While total emissions for the year could drop as much as 8%, scientists estimate that human-caused emissions would have to drop by 20-30% to slow the increase of carbon dioxide in the atmosphere.
Millions of years ago, researchers have determined that global temperatures were, for a time, 3.5 to 4.5 degrees Fahrenheit higher than the pre-industrial levels. And ocean levels were at least 50 feet higher – a level that would inundate most of our coasts.
During the Obama administration, a number of large-scale construction projects were initiated to protect Americans, their cities and communities from rising sea levels and stronger, more frequent storms. But now with the demands of the coronavirus diverting, or slowing, financing, that financing may not be available in time. A spokesman for New York City’s projects pointed out that, “These projects are absolutely critical for bolstering our defenses against future disasters.” The projects include building gates along the East Side of Manhattan to protect from flooding.
But a Republican Senate may not be inclined to legislate the necessary additional funds. And the Trump administration has been using the virus as an excuse to reduce federal spending related to environmental efforts. And if that money is no longer available, the cities and states themselves will probably not be able to finance the completion themselves.

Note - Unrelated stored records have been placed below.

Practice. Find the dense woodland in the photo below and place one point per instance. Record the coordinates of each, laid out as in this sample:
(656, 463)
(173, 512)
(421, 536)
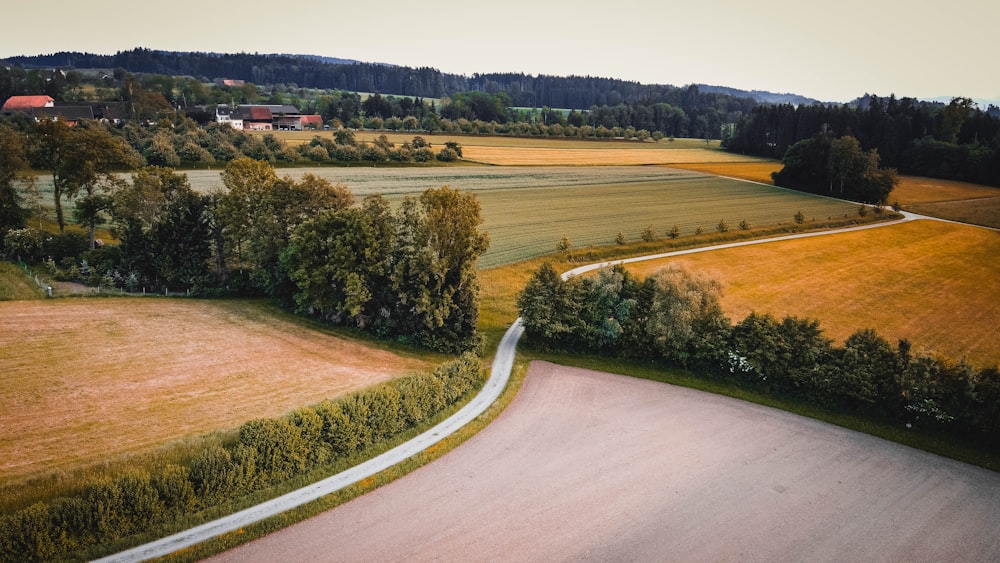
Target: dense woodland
(408, 275)
(150, 86)
(675, 317)
(957, 141)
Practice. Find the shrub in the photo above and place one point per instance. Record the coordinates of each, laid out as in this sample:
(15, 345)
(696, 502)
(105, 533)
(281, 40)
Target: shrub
(447, 155)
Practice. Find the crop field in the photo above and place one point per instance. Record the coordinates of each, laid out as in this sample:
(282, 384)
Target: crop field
(756, 171)
(14, 284)
(936, 284)
(527, 210)
(956, 201)
(91, 380)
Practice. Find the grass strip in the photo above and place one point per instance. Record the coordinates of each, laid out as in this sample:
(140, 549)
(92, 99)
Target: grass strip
(260, 529)
(947, 446)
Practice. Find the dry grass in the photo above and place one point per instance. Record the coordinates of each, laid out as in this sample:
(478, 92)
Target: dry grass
(16, 285)
(89, 380)
(759, 171)
(934, 283)
(948, 199)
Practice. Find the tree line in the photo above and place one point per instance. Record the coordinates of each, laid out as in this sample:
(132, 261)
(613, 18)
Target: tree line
(115, 510)
(499, 99)
(956, 141)
(579, 92)
(407, 274)
(675, 317)
(836, 168)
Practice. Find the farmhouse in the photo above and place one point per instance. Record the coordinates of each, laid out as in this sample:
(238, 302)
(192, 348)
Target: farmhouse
(26, 103)
(253, 117)
(44, 107)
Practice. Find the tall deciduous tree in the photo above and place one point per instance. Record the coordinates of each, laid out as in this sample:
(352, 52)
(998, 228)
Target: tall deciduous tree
(13, 214)
(79, 158)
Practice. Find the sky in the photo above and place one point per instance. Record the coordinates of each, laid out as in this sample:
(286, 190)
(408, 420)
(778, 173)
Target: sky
(832, 52)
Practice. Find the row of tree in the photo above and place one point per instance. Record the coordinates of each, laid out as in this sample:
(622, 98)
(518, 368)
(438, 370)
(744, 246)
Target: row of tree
(954, 141)
(578, 92)
(837, 168)
(110, 511)
(678, 112)
(674, 316)
(408, 274)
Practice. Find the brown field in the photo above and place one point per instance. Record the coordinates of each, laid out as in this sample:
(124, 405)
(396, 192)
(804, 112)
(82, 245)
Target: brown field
(758, 171)
(948, 199)
(524, 156)
(936, 284)
(590, 466)
(89, 380)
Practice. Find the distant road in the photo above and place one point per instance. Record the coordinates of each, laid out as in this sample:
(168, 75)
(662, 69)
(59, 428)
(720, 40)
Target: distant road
(500, 373)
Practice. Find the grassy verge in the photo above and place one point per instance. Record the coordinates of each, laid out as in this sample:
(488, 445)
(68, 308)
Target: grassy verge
(270, 525)
(16, 284)
(947, 446)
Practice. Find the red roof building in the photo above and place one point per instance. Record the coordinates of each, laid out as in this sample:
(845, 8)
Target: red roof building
(26, 103)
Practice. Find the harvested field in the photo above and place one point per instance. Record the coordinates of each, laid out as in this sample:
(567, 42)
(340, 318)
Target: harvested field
(936, 284)
(15, 284)
(88, 380)
(948, 199)
(524, 156)
(527, 210)
(585, 465)
(759, 171)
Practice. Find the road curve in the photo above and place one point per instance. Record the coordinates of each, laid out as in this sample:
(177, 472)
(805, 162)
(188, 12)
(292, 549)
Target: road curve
(499, 374)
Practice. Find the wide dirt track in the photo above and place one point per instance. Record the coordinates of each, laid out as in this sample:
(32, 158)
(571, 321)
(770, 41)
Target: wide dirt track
(586, 465)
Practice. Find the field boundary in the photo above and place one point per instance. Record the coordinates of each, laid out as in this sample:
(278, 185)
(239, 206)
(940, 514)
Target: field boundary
(499, 375)
(500, 372)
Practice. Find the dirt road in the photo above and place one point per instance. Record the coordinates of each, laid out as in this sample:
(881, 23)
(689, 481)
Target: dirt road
(585, 465)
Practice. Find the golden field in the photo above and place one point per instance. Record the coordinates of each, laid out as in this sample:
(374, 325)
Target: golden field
(86, 380)
(934, 283)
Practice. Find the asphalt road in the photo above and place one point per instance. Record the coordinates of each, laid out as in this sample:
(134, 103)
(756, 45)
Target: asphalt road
(500, 373)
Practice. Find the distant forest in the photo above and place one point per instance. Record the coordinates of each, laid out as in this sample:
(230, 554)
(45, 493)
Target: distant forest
(957, 141)
(573, 92)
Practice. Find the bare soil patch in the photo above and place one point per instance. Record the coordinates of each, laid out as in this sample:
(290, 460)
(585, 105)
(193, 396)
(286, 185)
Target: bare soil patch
(586, 465)
(90, 379)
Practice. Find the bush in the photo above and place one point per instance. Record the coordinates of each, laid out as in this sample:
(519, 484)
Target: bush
(447, 155)
(64, 245)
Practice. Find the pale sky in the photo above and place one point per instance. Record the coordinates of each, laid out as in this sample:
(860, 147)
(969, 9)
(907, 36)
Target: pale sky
(832, 52)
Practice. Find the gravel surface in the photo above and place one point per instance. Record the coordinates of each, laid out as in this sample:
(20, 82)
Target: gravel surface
(586, 465)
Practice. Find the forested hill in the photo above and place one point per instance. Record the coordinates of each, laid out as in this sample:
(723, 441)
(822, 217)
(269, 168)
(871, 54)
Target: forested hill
(575, 92)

This will leave them facing the even greater costs of rebuilding following destruction from flooding and storms.
At the same time, the Trump administration has undertaken two actions to curb environmental regulations. These focus on permanently weakening federal authority to issue strong clean air and climate change regulations. A Harvard professor of Environmental Law warned that, “When it comes to trying to unravel this nation’s environmental protection laws, this administration never sleeps.”

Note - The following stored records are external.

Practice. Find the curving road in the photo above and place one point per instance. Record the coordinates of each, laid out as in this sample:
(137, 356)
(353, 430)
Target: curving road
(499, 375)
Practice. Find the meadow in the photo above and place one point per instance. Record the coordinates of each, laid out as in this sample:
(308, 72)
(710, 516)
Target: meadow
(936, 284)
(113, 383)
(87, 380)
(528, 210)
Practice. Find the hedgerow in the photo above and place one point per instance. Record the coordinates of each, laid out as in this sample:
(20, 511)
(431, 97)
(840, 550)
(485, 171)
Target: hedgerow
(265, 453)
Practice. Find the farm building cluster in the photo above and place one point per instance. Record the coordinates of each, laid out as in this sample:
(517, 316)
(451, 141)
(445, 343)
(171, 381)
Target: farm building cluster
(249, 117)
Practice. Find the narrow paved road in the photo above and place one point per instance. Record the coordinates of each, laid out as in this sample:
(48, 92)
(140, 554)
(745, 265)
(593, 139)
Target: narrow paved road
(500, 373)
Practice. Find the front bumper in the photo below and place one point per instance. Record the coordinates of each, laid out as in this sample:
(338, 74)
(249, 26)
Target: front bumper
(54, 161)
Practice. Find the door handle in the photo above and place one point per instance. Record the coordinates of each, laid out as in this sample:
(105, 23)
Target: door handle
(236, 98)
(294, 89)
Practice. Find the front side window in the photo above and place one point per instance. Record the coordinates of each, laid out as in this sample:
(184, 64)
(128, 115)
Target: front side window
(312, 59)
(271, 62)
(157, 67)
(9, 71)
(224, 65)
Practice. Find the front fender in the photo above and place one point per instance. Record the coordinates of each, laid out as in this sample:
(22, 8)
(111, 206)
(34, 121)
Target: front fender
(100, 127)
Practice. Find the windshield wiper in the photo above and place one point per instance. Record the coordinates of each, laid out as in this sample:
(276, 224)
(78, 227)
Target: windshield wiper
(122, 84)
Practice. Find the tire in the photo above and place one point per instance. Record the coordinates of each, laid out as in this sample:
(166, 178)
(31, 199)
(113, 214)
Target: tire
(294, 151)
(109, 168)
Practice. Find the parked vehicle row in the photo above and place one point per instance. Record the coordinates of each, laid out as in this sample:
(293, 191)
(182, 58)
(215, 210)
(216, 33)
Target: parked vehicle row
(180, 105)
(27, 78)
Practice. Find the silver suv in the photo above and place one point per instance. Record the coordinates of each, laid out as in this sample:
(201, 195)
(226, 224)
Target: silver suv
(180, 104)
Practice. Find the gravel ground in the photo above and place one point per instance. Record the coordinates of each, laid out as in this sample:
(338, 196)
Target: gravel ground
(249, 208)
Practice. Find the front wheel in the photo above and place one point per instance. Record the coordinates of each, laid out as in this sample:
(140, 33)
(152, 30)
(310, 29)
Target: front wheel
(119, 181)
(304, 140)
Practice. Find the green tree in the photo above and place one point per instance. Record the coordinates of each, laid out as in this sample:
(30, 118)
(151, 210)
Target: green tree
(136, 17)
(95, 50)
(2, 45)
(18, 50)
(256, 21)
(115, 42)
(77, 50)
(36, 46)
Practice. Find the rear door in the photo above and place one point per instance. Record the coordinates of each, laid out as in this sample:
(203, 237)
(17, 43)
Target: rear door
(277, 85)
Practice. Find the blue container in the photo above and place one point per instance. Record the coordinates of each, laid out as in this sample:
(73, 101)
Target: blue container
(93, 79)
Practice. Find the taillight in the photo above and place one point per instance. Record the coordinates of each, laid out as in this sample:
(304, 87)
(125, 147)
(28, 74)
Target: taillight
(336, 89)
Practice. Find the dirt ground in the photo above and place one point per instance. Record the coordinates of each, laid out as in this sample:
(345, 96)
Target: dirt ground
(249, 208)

From where does the Trump administration’s opposition to environmental protection come? From fossil fuel industry and other corporate allies, apparently unwittingly seeking short term profits at the expense of human, and possibly all, viability? From a disregard or ignorance of the essential, if not always perfect, roles that governments and such agencies as the World Health Organization, play in our modern world? President Ronald Reagan may have been among the first to express this self-defeating notion that governments are not the solution; they are the problem.
Of course, some governments – often those not supporting democratic rule – contribute to, if not originate, bad policy. One of the most impactful changes, worldwide, is the loss of forests. Since the year 2000, the world has lost about 10% of its tropical tree cover. The total, 9.3 million acres, is nearly the size of Switzerland. Last year, the loss was about 3% higher than in 2018 and was the third highest on record. Brazil is responsible for one third of the losses, with most of that occurring in the clear-cutting of the Amazon to permit farming. Much of the loss is related to subsistence farming, but some results from commercial agriculture and even mining.

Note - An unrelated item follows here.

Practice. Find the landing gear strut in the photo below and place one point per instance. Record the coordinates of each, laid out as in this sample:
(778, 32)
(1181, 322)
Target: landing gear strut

The Brazilian president, Jair Bolsonaro, like ours, has little regard for the climate crisis. Other countries leading in deforestation are: Bolivia, the Democratic Republic of Congo and Indonesia. While some countries are reducing their deforestation, notably Ghana, Ivory Coast and Colombia, scientists are worried by the persistent levels of loss. And it is the “old growth” forests that provide the important storage of carbon and the preservation of biodiversity.
Will the world be able to work together in time to reverse these extinctions and losses? Many scientists warn that the survival of life as we have known it depends on our adopting the necessary changes.